Rosow menjelaskan, the nation
state is a type of politico-military rule that, first, has a distinct geographically
defined territory over which it exercises jurisdiction; second, has sovereignty
over its territory, which means that its jurisdiction is theoretically
exclusive of outside interference by other nation-states or entities; third, it
has a government made up of public offices and roles that control and
administer the territory and population subject to the state’s jurisdiction;
fourth, it has fixed boundaries marked on the ground by entry and exit points
and, in some cases, by fences patrolled by border guards and armies; fifth, its
government claims a monopoly on the legitimate use of physical coercion over
its population; sixth, its population manifests, to a greater or lesser degree,
a sense of national identity; and, seventh, it can rely, to a greater or lesser
degree, on the obedience and loyalty of its inhabitants. [3]

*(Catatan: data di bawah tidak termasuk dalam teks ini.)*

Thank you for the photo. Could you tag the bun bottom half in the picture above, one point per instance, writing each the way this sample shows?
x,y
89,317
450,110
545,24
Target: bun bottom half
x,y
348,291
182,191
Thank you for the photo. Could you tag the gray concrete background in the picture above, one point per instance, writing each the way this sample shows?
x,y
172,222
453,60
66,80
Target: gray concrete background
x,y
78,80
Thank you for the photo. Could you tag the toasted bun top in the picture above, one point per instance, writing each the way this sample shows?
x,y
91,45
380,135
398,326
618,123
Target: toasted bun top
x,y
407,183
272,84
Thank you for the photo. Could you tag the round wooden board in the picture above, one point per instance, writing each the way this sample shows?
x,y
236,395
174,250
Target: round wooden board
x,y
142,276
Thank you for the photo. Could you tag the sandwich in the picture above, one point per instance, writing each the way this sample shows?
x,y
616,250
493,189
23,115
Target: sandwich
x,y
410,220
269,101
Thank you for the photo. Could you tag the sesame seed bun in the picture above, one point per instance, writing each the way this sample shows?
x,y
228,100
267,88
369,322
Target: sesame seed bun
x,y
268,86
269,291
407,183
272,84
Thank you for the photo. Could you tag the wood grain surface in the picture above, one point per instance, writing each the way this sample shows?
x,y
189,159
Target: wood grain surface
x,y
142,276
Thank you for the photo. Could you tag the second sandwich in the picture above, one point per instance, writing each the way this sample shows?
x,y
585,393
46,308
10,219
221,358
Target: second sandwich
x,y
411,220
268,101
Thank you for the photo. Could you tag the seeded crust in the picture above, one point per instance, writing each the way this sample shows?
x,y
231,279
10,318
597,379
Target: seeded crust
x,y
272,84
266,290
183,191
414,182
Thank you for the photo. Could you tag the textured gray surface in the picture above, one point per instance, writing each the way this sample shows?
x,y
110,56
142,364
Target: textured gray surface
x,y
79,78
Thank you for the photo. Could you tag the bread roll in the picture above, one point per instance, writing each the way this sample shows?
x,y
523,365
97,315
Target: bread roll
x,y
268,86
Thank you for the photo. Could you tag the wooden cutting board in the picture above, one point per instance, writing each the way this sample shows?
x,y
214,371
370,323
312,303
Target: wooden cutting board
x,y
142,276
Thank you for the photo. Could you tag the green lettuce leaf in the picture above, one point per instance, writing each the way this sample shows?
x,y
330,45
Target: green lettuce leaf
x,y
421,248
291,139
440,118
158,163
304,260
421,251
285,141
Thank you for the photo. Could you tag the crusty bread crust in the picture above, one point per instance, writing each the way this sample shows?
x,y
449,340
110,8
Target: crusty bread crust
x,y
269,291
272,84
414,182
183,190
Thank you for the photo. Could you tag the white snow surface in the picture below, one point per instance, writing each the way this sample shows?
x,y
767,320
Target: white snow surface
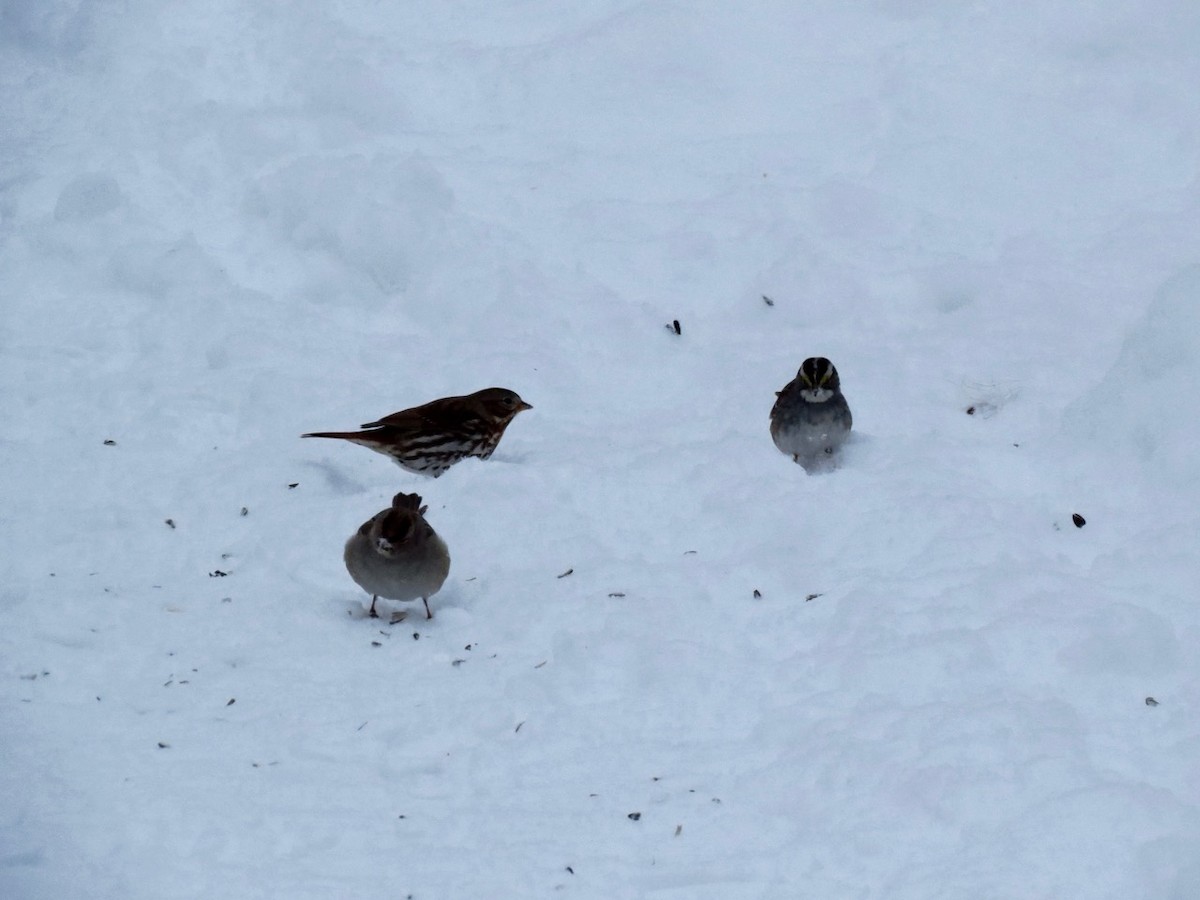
x,y
227,223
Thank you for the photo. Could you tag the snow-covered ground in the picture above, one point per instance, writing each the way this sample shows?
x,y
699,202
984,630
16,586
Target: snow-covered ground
x,y
227,223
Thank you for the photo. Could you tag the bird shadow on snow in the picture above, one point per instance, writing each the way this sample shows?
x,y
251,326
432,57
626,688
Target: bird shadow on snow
x,y
850,455
336,480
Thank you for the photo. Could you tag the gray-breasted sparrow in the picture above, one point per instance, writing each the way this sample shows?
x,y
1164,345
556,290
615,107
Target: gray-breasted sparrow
x,y
811,419
396,555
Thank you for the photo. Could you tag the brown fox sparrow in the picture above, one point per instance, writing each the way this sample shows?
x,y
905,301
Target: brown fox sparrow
x,y
433,437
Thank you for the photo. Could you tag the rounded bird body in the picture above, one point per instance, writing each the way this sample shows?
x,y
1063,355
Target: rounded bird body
x,y
396,555
431,438
811,418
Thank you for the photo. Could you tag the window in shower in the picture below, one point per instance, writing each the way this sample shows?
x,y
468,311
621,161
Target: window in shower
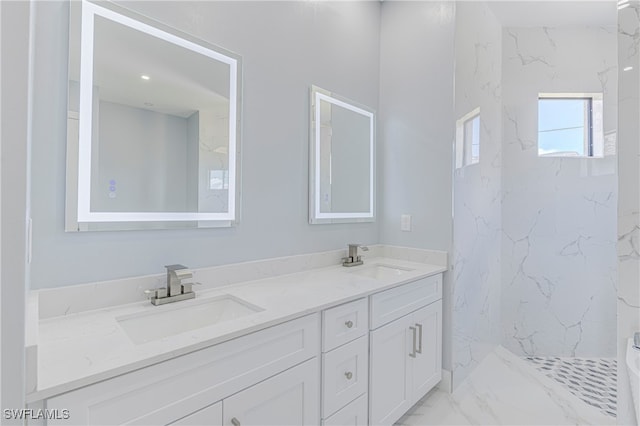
x,y
468,139
570,125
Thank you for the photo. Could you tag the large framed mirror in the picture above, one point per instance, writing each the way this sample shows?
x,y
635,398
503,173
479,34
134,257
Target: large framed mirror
x,y
342,160
153,125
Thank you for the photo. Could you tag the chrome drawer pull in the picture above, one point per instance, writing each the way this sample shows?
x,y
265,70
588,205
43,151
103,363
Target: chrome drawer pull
x,y
413,329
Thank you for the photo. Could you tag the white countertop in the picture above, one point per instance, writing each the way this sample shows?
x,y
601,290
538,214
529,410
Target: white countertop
x,y
80,349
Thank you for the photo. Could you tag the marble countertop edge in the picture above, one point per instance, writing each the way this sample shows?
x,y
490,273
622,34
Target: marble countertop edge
x,y
69,355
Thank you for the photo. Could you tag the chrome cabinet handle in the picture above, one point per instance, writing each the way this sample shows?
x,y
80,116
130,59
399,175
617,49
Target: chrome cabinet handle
x,y
413,329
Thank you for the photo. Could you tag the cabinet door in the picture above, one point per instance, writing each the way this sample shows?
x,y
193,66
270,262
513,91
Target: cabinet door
x,y
289,398
209,416
389,387
427,365
354,414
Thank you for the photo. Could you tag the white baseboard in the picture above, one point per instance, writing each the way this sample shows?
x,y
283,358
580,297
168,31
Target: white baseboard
x,y
447,381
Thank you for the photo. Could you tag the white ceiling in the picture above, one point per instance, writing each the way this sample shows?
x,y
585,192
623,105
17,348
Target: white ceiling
x,y
550,13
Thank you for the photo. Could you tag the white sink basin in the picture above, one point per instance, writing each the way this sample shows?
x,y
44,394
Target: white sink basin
x,y
184,316
380,271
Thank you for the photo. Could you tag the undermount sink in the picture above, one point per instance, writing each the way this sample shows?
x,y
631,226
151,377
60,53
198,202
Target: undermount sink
x,y
380,271
171,320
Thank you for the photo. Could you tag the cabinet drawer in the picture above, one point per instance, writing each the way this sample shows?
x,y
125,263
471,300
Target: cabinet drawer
x,y
168,391
286,399
391,304
345,372
344,323
354,414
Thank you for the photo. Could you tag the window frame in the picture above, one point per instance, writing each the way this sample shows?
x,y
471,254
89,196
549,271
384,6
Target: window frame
x,y
593,139
464,146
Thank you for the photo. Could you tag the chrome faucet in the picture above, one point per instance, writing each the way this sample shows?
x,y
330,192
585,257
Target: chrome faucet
x,y
176,289
353,258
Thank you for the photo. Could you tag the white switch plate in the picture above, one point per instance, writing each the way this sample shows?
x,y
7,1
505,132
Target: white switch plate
x,y
405,222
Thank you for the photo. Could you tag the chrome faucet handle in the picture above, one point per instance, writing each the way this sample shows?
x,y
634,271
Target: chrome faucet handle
x,y
156,292
188,287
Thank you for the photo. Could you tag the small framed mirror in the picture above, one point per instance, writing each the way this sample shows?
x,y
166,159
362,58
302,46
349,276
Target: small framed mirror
x,y
153,125
342,160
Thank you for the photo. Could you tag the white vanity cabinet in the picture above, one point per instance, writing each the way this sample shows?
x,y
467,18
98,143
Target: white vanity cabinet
x,y
364,362
289,398
405,348
345,363
257,371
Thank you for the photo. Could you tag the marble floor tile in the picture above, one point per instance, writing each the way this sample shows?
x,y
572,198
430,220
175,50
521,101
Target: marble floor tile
x,y
505,390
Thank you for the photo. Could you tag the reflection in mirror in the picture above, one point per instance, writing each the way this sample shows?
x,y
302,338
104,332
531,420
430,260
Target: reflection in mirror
x,y
342,158
152,126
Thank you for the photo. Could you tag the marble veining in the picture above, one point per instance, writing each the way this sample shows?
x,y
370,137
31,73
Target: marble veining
x,y
477,192
559,214
85,297
628,290
504,390
78,349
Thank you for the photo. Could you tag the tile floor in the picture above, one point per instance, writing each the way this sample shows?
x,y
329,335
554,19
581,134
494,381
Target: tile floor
x,y
593,380
505,390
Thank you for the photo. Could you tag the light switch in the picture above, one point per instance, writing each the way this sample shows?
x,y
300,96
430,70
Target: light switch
x,y
405,222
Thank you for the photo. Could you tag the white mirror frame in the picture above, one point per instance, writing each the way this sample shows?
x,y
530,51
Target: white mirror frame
x,y
315,215
84,132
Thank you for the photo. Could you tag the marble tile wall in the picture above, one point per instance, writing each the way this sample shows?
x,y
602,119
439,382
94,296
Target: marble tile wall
x,y
476,275
559,267
629,196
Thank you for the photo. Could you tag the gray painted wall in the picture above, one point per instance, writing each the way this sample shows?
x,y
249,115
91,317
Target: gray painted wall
x,y
286,47
416,131
14,275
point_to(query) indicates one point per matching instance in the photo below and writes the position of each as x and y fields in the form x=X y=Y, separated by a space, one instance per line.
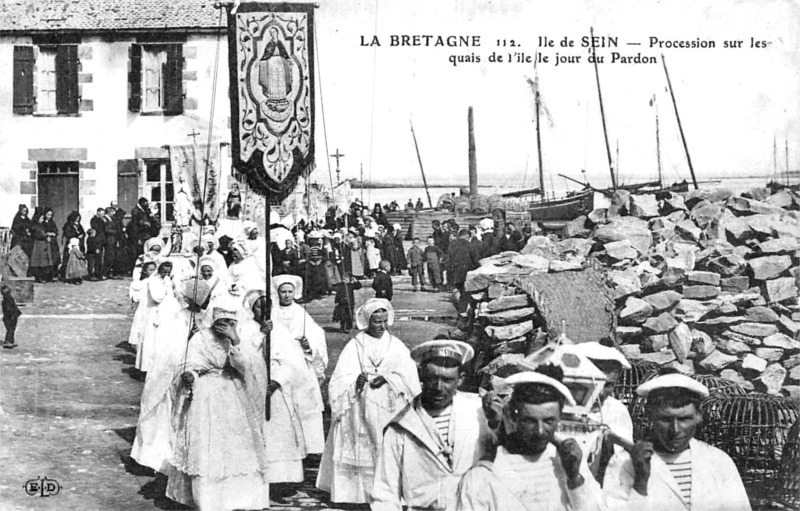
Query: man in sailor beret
x=429 y=445
x=671 y=469
x=532 y=468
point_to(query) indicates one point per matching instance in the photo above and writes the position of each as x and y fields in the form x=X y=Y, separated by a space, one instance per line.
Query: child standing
x=416 y=259
x=93 y=247
x=11 y=314
x=76 y=264
x=382 y=283
x=346 y=301
x=433 y=257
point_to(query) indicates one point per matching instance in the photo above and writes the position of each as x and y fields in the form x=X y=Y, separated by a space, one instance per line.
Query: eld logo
x=43 y=487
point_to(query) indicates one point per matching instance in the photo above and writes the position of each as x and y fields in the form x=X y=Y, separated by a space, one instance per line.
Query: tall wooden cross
x=337 y=156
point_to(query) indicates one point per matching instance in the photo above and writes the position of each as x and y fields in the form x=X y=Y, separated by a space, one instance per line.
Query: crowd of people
x=233 y=398
x=107 y=250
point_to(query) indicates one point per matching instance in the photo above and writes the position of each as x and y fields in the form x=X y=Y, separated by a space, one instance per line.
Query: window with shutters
x=46 y=80
x=156 y=79
x=159 y=188
x=55 y=89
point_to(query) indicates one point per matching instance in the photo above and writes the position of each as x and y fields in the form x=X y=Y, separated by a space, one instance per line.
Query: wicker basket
x=753 y=430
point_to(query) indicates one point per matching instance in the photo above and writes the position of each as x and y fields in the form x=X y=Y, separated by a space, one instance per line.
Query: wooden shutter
x=173 y=80
x=67 y=99
x=23 y=80
x=135 y=78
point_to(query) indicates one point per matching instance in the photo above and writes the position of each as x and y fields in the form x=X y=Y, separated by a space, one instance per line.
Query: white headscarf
x=365 y=312
x=294 y=280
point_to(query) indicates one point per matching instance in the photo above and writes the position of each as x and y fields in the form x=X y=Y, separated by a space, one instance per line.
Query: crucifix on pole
x=337 y=156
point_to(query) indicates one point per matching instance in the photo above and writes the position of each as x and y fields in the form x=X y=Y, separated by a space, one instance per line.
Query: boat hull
x=566 y=209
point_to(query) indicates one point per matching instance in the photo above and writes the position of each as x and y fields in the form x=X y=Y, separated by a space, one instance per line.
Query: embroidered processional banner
x=195 y=169
x=272 y=102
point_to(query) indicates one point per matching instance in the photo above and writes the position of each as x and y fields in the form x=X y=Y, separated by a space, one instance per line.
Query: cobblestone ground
x=70 y=399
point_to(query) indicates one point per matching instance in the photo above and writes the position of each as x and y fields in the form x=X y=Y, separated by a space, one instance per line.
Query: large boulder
x=744 y=206
x=759 y=330
x=769 y=267
x=761 y=314
x=626 y=228
x=635 y=311
x=680 y=340
x=777 y=290
x=621 y=250
x=773 y=377
x=703 y=277
x=624 y=283
x=663 y=301
x=660 y=324
x=716 y=361
x=729 y=265
x=508 y=302
x=783 y=342
x=700 y=292
x=643 y=206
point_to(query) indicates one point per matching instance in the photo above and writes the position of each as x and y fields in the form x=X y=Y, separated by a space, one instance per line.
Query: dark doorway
x=58 y=188
x=127 y=184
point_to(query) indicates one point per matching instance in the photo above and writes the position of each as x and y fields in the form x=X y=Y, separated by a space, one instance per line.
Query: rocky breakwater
x=706 y=282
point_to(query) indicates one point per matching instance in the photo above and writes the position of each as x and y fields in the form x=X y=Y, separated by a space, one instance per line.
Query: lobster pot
x=753 y=430
x=629 y=379
x=788 y=490
x=497 y=202
x=480 y=204
x=445 y=202
x=461 y=205
x=716 y=386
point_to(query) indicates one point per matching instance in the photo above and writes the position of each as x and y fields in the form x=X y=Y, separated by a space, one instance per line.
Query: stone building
x=96 y=96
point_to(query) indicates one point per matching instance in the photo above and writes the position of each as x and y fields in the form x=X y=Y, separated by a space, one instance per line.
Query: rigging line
x=205 y=181
x=322 y=108
x=372 y=105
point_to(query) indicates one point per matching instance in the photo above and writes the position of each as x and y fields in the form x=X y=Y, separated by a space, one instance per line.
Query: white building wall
x=105 y=127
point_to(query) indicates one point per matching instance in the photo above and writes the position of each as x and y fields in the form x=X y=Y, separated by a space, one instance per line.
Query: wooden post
x=267 y=310
x=603 y=115
x=419 y=158
x=680 y=127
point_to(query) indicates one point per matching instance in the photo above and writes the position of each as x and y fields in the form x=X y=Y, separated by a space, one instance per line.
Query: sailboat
x=564 y=209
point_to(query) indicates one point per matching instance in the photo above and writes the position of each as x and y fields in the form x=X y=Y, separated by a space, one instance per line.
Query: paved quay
x=70 y=399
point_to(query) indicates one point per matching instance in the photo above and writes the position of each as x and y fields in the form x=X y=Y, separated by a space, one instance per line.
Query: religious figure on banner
x=273 y=111
x=275 y=73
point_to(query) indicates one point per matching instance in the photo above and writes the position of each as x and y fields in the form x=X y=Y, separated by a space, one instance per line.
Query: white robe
x=515 y=482
x=306 y=392
x=412 y=466
x=716 y=484
x=357 y=420
x=219 y=460
x=138 y=295
x=158 y=289
x=283 y=432
x=151 y=447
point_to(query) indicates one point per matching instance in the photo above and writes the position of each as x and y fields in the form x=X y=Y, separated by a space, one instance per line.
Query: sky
x=733 y=102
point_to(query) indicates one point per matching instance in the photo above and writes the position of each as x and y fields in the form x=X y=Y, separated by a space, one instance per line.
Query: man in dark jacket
x=98 y=223
x=506 y=242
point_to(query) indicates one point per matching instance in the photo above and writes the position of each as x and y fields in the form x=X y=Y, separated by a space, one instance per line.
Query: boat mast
x=658 y=147
x=473 y=163
x=786 y=141
x=680 y=127
x=538 y=130
x=603 y=114
x=419 y=158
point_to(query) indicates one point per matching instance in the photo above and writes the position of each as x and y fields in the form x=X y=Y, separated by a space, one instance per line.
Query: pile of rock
x=706 y=282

Sedangkan tatanan berbangsa dan bernegara
dalam Islam sebagaimana dipaparkan dalam Al-Ahkamus Sulthoniyah adalah khilafatisme
(universalisme) sebagaimana dipraktekkan pada zaman Nabi Muhammad SAW dan masa
para Khalifah (al-Khuafa’ al-Rasyidun) hingga runtuhnya Khilafah
Usmaniyah pada tahun 1922. [4] Namun sejarah mencatat, setelah al-Kulafa al-Rasyidun –yakni sejak
berkuasanya Bani Umayyah- bentuk negara
berubah secara diametral dari sebelumnya menjadi al-Mamlakah (kerajaan).
Khilafatisme dalam bentuk monarchihereditis atau kerajaan turun
temurun ini di tangan Bani Umayyah berjalan hampir satu abad (sekitar 90
tahun), demikian pula dinasti berikutnya Abbasiyah yang berkuasa cukup lama
sekitar 5 abad (750 – 1258 M) juga melestarikan sistem kerajaan. Sistem ini
terus berlangsung sampai abad 19 ditandai dengan jatuhnya khilafah Turki Usmani
tersebut.[5] Al-Mawardi sendiri
tidak mempersoalkan bentuk kerajaan bagi Negara Islam, bahkan ia cenderung
melegitimasinya.
Menjelang jatuhnya khilafah Turki Usmani,
imperialisme dan kolonialisme barat mulai memasuki wilayah dan jantung
kekuasaan Islam, dan issue nation state mulai digelindingkan dan
direspons oleh sejumlah pemuka politik dan pemuka agama. Tanpa bisa dielakkan,
hal ini menuntut para jurists Islam untuk merumuskan kembali sistem
ketata-negaraan untuk disesuaikan dengan tuntutan perubahan. [6]
Namun
tidak semua pemuka Islam menerima konsep nation state. Al-Maududi
misalnya, dia berpendirian bahwa ide nation
state tidak sesuai dengan tatanan Islam yang menganggap umat manusia adalah
satu keluarga. Apalagi ide nation
state kemudian dianggap sebagai satu-satunya puncak kehidupan sosial
yang pada gilirannya menimbulkan nasionalisme sempit atau nasionalisme
ekstrim (chauvinism) yang sangat
berbahaya.[7] Kekhawatiran tersebut terbukti dengan
dijajahnya negara-negara berkembang, terutama negara-negara Islam oleh
bangsa-bangsa barat selama kurun berabad-abad, termasuk Indonesia yang kemudian
mengubah paradigma umat Islam di berbagai bidang kehidupan, termasuk konsep
kenegaraan, politik, hukum, dsb.
Adalah
rentang sejarah umat Islam yang panjang dari masa formatifnya hingga sekarang, diakui
atau tidak juga telah menimbulkan disparitas antara teks-teks normatif dengan
realitas dan kebutuhan riil masyarakat. Fenomena yang terjadi kemudian adalah
terjadinya gelombang iqlimiyah (lokalitas) di kalangan penguasa Islam
untuk melakukan ‘politik domestikasi’ dimana negara kemudian berhasil
menundukkan umat Islam baik secara politis, ideologis dan intelektual [8] untuk disesuaikan
dengan kebutuhan lokalnya – bagi sebuah komunitas ummah dalam wadah
negara bangsa. Universalitas syari’ah lalu berhadapan dengan konsep lokalitas
dengan dalih agar ajaran-ajaran normatif agama tetap kompatibel. Dengan
alasan ini, diharapkan masyarakat muslim akan terhindar dari pilihan ekstrim
lainnya, yakni meninggalkan hukum agama karena tidak lagi fungsional untuk
memenuhi kebutuhan hukum dan rasa keadilan.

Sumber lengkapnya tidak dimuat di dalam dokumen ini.